They are looking to buy a casino in Cambodia and the upgrades to the Aristo should be gaining traction.


----------



## noirua (29 December 2014)

RMS - Ramelius, down around 97% from the gold boom highs. Still struggling on the cost of producing gold but should benefit on any gold strengthening and the help of the weak Aussie. High risk as a dive to $900 per ounce could signal game over, but a bust for the DOW makes this a contrarian play with wars all over the world and mainland Europe in a complex down draft situation.


----------



## peter2 (29 December 2014)

*AHZ*: Thanks Joe.

Hoping the large abc correction (not shown) is done with truncated c ending with the high volume pin bar (5/11/14). The TMF is rising off its recent lows and shows some bullish divergence. Further price rises will kick the TMF above its zero line and confirm the bullish sentiment.
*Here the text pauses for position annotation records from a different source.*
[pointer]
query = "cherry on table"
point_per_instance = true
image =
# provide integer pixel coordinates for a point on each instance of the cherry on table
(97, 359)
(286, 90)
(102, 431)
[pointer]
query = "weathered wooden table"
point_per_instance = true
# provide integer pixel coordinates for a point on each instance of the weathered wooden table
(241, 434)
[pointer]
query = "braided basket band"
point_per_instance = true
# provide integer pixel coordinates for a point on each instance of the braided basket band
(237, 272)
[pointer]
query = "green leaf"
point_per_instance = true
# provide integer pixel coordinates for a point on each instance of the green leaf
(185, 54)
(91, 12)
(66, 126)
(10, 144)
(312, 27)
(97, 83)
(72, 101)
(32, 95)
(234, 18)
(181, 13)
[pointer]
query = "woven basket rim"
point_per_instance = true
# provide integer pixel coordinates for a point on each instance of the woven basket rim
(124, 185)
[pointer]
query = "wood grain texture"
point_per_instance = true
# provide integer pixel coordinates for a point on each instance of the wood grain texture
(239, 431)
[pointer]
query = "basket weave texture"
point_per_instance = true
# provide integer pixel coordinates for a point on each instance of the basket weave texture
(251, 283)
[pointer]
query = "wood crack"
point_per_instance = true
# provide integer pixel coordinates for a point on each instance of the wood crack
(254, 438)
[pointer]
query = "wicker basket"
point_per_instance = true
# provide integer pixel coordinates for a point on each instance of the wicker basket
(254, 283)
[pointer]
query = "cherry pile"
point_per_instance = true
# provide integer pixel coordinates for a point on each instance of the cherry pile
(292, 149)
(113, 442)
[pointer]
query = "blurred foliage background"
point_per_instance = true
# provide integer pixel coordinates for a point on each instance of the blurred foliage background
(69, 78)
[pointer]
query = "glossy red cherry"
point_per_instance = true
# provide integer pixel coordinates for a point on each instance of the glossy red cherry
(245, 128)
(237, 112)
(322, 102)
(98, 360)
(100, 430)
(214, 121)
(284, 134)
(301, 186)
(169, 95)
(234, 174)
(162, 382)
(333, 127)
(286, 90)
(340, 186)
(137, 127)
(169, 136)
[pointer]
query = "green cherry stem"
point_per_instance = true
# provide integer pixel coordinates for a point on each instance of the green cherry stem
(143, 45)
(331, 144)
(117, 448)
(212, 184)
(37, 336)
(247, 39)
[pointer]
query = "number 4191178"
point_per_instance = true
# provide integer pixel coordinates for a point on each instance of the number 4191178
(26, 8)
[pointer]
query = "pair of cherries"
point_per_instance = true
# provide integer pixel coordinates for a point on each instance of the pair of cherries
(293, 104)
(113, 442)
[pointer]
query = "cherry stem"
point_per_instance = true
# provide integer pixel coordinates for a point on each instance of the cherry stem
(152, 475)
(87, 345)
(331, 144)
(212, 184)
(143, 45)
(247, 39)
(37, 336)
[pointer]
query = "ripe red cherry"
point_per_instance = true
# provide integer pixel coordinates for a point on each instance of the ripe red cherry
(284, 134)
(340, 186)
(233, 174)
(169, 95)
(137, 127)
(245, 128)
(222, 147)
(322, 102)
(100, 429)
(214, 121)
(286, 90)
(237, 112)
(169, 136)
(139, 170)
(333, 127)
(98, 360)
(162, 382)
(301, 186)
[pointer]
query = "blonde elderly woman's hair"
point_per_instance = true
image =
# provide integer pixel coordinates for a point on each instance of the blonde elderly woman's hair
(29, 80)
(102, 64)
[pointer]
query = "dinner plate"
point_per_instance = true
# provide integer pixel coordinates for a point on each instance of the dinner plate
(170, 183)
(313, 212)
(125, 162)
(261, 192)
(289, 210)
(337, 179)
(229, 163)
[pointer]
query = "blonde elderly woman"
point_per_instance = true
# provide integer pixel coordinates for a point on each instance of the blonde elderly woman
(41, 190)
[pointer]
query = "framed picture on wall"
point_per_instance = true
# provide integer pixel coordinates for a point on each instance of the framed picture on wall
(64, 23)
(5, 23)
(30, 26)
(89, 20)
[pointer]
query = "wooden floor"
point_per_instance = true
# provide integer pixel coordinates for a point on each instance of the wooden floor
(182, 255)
This might happen next month so I'll need to be in now for the comp.


----------



## pixel (29 December 2014)

My pick didn't do so well in December, so I might as well stick with *YOW *for January.
Thanks Joe 

YOW bounced between the upper channel line and the inner split, then stalled at the 50% level of the November range. Now I'm betting on a breakout.


----------



## basilio (30 December 2014)

I think I'll try for*MHM *in January Joe.

It seems as if there is a clear buyer at .015 so I don't think I will go out backwards.  If there is some modestly good news in the New Year it might even spike a little.


----------



## Miner (31 December 2014)

AGO for me again Joe.
Iron ore price likely to be returning in late Jan. AGO will make some headway and hnece the tip.
DYOR.


----------



## jonnycage (31 December 2014)

Mgx please Joe. Hoping for an improvement from last month


----------



## noco (31 December 2014)

I will go with PRR thanks Joe.

I think they about to move up.


----------



## dutchie (31 December 2014)

LYC Thanks Joe.

Nice move up today on larger volume.


----------



## burglar (31 December 2014)

*MEP* Minotaur Exploration Limited

Thanks Joe.

Sooner or later ... maybe this month, maybe next month!!


Disclosure: Holding some!


----------



## Anmar (31 December 2014)

I will have a go at MIG this time.

A reverse engineered stock - Asian tech stocks buying into Aus Resource stocks for stock market placing


----------



## Joe Blow (1 January 2015)

Happy new year! 

I've decided to extend the deadline for entries until midnight tonight. If you haven't entered the January competition yet, get your entry in today!


----------



## qldfrog (1 January 2015)

RED for me;
just a gamble play on a junior linked to Gold movement;
I would not bet much of my own money there


----------



## rcm617 (1 January 2015)

HZN please. With 1 million barrels hedged at $US95 has been sold down too heavily. Currently drilling a well 20 km east of the Stanley field which could send the share price along if they discover a new field.


----------



## Wysiwyg (1 January 2015)

OSL in hope again please. Happy 2015 JB.


----------



## barney (1 January 2015)

*LSR* again thanks Joe.

Pretty good recent drilling results ... share price went down.

Do I think it will go up this months  .... probably not.

Why am I picking it  ..... I actually own it and want it to go up


----------